James C. Thomas admits that his client, Kwame Kilpatrick, could be found guilty of racketeering, but he said there were “higher intentions” to his actions.James Thomas

Thomas said the government has taken “otherwise innocent” actions — talking with friends, deciding to award a contract to a friend — and considered them criminal. But he said Kilpatrick’s intentions were higher and pointed to the work contractor Bobby Ferguson did.

“Bobby Ferguson works out there in the cold .. and digs up dirt,” Thomas said.

He employed people, many of them Detroiters, in contrast to some contractors who Thomas suggested were Detroit-based in name only.

One of those companies, DLZ, had its certification as a Detroit-based company pulled by Kilpatrick’s administration, a move that led to Ferguson getting in on two large water department contracts.

It’s an attempt to suggest that Kilpatrick was working to help people, even if they included Ferguson. Prosecutors have accused the two of conspiring to personally profit from $84 million in city contracts that Ferguson’s companies won during the former mayor’s tenure.

“There is a higher purpose than awarding a contract; there’s a higher purpose than just saving money,” Thomas said.

Carlita Kilpatrick

Carlita Kilpatrick

It might have been unethical for Kwame Kilpatrick to steer a $500,000 state grant to his wife’s group and one headed by Bobby Ferguson, but it wasn’t illegal, the former mayor’s lawyer said today.

“There was no crime here,” lawyer James C. Thomas said as Carlita Kilpatrick sat in the courtroom, supporting her husband.

Thomas launched his closing argument by addressing the use of a state arts grant awarded when Kilpatrick was a state lawmaker.

Prosecutors said the money was misspent. Carlita Kilpatrick paid herself $91,000 and Ferguson spent some of the money renovating his Detroit offices.

Lawyer James C. Thomas, left, with Kwame Kilpatrick.

Lawyer James C. Thomas, left, with Kwame Kilpatrick.

Kwame Kilpatrick said a silent prayer today as jurors entered the courtroom to hear his lawyer deliver a closing argument in the City Hall corruption trial.

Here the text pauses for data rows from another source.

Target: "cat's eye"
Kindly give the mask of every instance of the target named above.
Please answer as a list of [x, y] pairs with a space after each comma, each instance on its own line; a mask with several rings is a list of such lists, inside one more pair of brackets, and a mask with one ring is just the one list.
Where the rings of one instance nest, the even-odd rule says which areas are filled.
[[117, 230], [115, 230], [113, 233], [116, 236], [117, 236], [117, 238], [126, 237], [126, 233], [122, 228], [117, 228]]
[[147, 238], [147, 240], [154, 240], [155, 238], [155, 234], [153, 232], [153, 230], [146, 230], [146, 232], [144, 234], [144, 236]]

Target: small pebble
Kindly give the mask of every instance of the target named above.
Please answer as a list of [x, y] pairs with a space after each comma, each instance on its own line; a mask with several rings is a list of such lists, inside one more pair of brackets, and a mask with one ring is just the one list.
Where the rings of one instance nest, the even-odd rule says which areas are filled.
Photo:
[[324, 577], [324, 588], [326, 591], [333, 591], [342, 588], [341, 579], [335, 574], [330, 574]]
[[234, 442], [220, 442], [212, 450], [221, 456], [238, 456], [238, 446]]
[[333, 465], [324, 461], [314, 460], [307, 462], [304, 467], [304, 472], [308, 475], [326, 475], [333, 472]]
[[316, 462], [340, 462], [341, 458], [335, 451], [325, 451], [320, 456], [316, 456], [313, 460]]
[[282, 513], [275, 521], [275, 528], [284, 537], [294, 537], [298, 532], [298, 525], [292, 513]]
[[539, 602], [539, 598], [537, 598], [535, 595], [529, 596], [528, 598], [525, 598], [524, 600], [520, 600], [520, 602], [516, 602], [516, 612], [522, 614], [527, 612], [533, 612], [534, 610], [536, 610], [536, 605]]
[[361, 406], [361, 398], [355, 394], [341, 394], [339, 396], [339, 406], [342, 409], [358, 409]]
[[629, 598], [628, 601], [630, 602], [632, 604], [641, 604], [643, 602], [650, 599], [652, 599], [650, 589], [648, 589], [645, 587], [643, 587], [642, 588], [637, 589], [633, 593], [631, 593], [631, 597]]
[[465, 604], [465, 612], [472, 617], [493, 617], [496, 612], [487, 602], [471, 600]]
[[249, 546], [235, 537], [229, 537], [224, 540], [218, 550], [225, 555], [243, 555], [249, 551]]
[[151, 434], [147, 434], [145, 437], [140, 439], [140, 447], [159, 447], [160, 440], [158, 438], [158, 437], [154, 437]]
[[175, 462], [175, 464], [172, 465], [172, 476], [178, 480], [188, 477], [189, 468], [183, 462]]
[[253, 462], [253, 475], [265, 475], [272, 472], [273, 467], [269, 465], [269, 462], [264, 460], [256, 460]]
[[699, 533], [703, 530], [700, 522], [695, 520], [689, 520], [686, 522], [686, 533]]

Kilpatrick was flanked by his wife, mother, sister and three sons, who made their first appearance during the trial. Defense lawyer James C. Thomas made a point of noting their appearance for jurors while starting his closing argument.

“My client wanted me to talk about all the good things he’s done in his office,” Thomas said at the start of his speech.

“It was remarkable that witnesses would come in to testify and when cross examination was done, it was a completely different story,” Thomas told jurors.

He bemoaned the media coverage, saying Kilpatrick has been demonized.

“My client came in with a lot of baggage,” Thomas said. “Kwame Kilpatrick is a human being. He’s a father, he’s a son, he’s a man.”

Thomas attacked the testimony of witnesses who called Kilpatrick a crook who pocketed payoffs.

“We have seen witnesses who were argumentative, witnesses who sometimes were pointing fingers,” Thomas said. “We’ve seen witnesses who didn’t answer the question and tried to spin it sideways. These are things you should look for to determine if that person was free and open.”

Kwame Kilpatrick, wife Carlita and their three sons.

Kwame Kilpatrick, wife Carlita and their three sons.

Kwame Kilpatrick’s wife, three children and mother arrived at federal court today to show support for the former Detroit mayor, their first appearance at the City Hall corruption trial.

Kilpatrick draped his arms around his twin sons while waiting to go through security at federal court in downtown Detroit.

He was flanked by his wife, Carlita (dressed in a zebra-pattern winter coat), sister Ayanna Kilpatrick Ferguson, and mother, former U.S. Rep. Carolyn Cheeks Kilpatrick.

The former Detroit mayor’s father Bernard, of course, has been at court everyday — as a defendant and member of Kilpatrick’s alleged criminal enterprise.

The show of force comes as Kilpatrick’s defense lawyer James C. Thomas is set to deliver a closing argument.

There were lots of smiles and hugs when the group arrived outside of U.S. District Judge Nancy Edmunds’s courtroom and saw Bernard Kilpatrick.

The family sat in the second row behind the defense table. Defendant Bobby Ferguson waved at Carlita Kilpatrick, who waved back at the Detroit contractor.